The other half is where the damaged emotions can ever arise from the depth where things can ever go back to stability.

Milder methods still carry on the pathologizing of individual emotional responses that are normal.

I would focus differently and disagree strongly. The vast majority of psychopharmaceutical suppression of emotions is pathological, but is unfortunately widespread.

Current full disclosure research shows almost no help from psychotropics but significant side effects at high rates. It is a farce. I recommend again Lost Connections.

Karpal,

I do agree with You , however, symptom supression is not primarily pharmaceutical profit related , but the result of lack of success with psychoanalysis. Although sadly.
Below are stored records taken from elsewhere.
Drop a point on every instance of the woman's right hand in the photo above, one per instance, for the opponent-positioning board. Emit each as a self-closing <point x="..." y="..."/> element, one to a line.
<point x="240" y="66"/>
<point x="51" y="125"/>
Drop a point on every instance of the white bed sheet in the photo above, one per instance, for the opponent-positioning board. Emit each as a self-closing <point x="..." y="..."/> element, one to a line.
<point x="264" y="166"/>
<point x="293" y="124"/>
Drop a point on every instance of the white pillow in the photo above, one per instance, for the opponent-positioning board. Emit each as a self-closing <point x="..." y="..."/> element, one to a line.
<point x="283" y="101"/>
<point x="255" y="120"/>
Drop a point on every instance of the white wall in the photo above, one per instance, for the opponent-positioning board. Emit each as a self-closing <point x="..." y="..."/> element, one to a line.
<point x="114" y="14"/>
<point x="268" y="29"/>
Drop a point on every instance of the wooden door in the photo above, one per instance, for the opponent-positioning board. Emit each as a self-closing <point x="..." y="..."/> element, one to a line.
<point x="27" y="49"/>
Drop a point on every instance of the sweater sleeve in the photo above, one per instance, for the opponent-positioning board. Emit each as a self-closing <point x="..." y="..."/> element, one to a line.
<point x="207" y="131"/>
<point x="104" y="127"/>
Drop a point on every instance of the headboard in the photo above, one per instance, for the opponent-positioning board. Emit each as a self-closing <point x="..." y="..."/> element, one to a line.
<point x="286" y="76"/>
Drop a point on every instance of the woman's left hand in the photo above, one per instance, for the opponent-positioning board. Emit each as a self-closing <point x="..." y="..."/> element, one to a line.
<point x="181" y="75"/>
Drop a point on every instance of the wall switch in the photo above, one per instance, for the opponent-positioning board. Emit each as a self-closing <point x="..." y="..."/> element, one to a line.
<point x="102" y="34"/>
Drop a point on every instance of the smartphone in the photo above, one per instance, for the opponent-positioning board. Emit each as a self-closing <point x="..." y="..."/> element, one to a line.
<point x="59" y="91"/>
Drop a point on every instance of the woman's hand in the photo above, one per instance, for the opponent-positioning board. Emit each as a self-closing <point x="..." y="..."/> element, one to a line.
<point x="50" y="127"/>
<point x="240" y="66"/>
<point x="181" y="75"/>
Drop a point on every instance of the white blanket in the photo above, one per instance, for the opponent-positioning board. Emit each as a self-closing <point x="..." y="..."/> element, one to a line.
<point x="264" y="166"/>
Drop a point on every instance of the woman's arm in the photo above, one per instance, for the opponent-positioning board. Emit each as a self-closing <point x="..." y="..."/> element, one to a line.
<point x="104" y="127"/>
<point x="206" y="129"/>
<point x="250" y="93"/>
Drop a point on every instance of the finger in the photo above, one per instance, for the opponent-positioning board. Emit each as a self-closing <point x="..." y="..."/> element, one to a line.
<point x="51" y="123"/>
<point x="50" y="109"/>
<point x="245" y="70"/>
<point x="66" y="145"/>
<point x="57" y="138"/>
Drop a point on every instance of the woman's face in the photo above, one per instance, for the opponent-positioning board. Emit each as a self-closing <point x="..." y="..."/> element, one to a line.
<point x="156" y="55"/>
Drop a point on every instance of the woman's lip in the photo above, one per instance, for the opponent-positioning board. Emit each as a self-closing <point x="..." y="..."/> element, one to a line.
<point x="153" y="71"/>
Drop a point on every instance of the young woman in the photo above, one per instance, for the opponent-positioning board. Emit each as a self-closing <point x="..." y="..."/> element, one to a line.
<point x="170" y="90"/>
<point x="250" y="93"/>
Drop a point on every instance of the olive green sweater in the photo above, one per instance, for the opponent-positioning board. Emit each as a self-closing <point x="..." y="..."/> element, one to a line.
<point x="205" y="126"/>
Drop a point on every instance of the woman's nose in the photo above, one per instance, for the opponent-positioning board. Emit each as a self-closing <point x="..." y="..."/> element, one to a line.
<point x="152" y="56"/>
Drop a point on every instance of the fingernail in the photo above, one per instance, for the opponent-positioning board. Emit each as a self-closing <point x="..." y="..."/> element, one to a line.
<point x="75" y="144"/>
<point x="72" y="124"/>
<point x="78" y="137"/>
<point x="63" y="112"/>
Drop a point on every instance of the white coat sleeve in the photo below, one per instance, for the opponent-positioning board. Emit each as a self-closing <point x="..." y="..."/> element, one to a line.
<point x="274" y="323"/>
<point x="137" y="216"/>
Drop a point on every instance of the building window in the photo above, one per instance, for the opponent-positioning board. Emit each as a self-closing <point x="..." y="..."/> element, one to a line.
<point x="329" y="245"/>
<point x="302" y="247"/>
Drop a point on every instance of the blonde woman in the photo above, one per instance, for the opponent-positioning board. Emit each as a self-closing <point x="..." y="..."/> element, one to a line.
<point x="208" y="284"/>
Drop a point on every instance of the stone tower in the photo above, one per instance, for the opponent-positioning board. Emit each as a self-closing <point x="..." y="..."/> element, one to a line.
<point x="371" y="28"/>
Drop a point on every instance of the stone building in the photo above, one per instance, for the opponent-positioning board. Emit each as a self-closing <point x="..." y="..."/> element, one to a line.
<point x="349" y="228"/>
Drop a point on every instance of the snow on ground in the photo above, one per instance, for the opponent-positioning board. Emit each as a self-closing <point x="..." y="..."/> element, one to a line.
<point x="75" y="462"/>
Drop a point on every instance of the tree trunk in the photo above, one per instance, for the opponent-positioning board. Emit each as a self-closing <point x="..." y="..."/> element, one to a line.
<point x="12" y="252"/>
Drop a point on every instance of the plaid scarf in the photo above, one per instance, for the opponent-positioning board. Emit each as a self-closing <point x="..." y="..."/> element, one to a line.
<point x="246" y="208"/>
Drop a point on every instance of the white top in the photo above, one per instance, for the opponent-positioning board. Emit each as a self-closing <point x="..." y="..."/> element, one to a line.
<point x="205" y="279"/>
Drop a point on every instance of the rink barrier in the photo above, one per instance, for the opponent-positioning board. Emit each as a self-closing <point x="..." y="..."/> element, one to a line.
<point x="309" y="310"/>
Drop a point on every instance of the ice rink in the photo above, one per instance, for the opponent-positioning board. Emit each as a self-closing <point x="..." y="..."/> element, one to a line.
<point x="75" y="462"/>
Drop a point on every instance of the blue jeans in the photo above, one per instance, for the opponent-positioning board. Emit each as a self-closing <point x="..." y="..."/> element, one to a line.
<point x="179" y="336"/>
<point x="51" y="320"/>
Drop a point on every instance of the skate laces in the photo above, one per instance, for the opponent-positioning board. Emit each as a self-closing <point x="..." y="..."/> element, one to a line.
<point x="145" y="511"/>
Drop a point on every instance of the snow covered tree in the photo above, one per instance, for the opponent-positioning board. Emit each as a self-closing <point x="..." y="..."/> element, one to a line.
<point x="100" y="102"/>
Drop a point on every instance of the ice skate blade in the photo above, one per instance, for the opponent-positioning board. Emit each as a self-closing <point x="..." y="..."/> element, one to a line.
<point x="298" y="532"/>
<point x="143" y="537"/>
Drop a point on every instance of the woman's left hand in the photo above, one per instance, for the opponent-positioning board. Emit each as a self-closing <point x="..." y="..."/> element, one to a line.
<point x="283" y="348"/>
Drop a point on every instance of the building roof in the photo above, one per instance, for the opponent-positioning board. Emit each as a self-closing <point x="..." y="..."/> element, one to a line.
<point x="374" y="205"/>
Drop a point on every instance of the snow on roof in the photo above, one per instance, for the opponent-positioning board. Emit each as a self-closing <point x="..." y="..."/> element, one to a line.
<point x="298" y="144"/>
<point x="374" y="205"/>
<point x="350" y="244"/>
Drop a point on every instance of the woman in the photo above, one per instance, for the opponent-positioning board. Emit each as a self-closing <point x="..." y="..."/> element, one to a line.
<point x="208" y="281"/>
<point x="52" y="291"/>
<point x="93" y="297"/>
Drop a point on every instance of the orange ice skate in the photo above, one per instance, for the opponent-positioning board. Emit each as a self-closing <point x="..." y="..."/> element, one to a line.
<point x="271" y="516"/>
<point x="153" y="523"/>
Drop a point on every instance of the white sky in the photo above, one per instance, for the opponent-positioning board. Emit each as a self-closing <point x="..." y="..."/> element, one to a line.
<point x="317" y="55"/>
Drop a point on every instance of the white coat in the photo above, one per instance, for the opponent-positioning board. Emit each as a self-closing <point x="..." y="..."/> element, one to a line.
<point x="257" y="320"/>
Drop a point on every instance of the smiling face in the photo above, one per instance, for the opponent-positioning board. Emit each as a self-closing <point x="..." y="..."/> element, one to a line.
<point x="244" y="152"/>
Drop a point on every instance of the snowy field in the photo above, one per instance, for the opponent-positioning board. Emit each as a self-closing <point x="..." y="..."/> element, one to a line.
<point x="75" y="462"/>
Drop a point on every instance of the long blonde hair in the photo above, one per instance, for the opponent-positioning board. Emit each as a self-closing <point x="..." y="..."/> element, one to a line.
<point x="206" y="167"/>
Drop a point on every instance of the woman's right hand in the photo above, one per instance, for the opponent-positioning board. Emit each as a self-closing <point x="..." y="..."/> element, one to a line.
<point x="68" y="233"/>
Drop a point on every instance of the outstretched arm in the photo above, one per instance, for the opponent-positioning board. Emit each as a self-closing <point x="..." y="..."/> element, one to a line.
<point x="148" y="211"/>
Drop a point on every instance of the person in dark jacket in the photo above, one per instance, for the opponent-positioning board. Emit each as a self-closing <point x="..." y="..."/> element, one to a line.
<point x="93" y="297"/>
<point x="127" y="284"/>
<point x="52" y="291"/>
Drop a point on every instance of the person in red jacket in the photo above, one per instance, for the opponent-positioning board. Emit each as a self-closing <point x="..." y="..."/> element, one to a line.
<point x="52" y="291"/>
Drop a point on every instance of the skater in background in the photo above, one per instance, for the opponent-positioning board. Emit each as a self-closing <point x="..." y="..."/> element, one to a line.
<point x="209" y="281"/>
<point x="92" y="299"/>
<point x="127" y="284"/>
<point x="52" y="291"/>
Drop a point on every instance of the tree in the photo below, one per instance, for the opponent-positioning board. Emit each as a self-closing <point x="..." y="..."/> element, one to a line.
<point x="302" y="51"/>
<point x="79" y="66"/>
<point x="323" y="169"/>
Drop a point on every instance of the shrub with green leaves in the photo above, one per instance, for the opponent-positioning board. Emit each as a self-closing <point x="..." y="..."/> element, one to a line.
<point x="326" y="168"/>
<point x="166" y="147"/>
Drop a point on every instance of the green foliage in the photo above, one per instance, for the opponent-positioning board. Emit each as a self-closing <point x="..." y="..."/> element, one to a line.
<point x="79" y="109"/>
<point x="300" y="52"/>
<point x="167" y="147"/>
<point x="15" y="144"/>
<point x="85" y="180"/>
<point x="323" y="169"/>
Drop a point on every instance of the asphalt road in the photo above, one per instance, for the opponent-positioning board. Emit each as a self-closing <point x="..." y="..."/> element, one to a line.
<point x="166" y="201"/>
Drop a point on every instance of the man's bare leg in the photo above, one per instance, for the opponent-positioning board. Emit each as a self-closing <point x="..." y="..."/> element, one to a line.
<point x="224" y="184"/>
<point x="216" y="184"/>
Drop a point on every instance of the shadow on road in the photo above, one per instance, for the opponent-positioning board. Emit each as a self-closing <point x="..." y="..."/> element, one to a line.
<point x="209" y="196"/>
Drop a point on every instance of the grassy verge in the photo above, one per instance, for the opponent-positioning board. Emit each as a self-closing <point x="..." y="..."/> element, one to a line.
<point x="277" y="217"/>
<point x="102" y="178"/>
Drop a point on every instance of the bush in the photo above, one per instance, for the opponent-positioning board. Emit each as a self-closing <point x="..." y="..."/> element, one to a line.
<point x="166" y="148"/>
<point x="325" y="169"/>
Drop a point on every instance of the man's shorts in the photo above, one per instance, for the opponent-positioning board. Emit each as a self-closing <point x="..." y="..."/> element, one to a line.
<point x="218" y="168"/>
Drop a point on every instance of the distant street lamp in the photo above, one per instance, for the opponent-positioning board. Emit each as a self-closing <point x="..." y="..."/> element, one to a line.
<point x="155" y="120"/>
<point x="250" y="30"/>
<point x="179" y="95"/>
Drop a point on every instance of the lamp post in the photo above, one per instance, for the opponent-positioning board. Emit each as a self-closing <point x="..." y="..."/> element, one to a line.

It does play into it.

Psychoanalysis, that is the Freudian approach to psychotherapy, had many limitations. Freud had a lot of insights that have turned out to be true and others that did not, but his approach to the client analyst relation was pretty stiff, distant, mental and not dynamic. A lot of interesting approaches have arisen since his death and most of them outside pyschoanalysis.

It pays to view normal emotional reactions as problems, to individualize the reactions rather than look at things at broader levels: pain related to past traumas, unhealthy extrinsic values, meaningless stressful work, disconnect from nature, social isolation and more. Big Pharma and psychiatry have a vested financial interest in making us think we should have less emotions and that emotional pain has to do with us being broken chemical machines. And they have incredible media power and have brainwashed the public to believe their BS. Now I do not view this as a simple conspiracy. Of course many of the players think they are doing good, and the paradigms that drive them are wider spread and not of their creation. But they make money off it. Lost Connections gives a good overview of what is really causing most of the problems treated by psychotropics and it gives nice references to research supporting both a fundamental critique of Pharma approaches to emotional health and supporting other ways to solve these issues.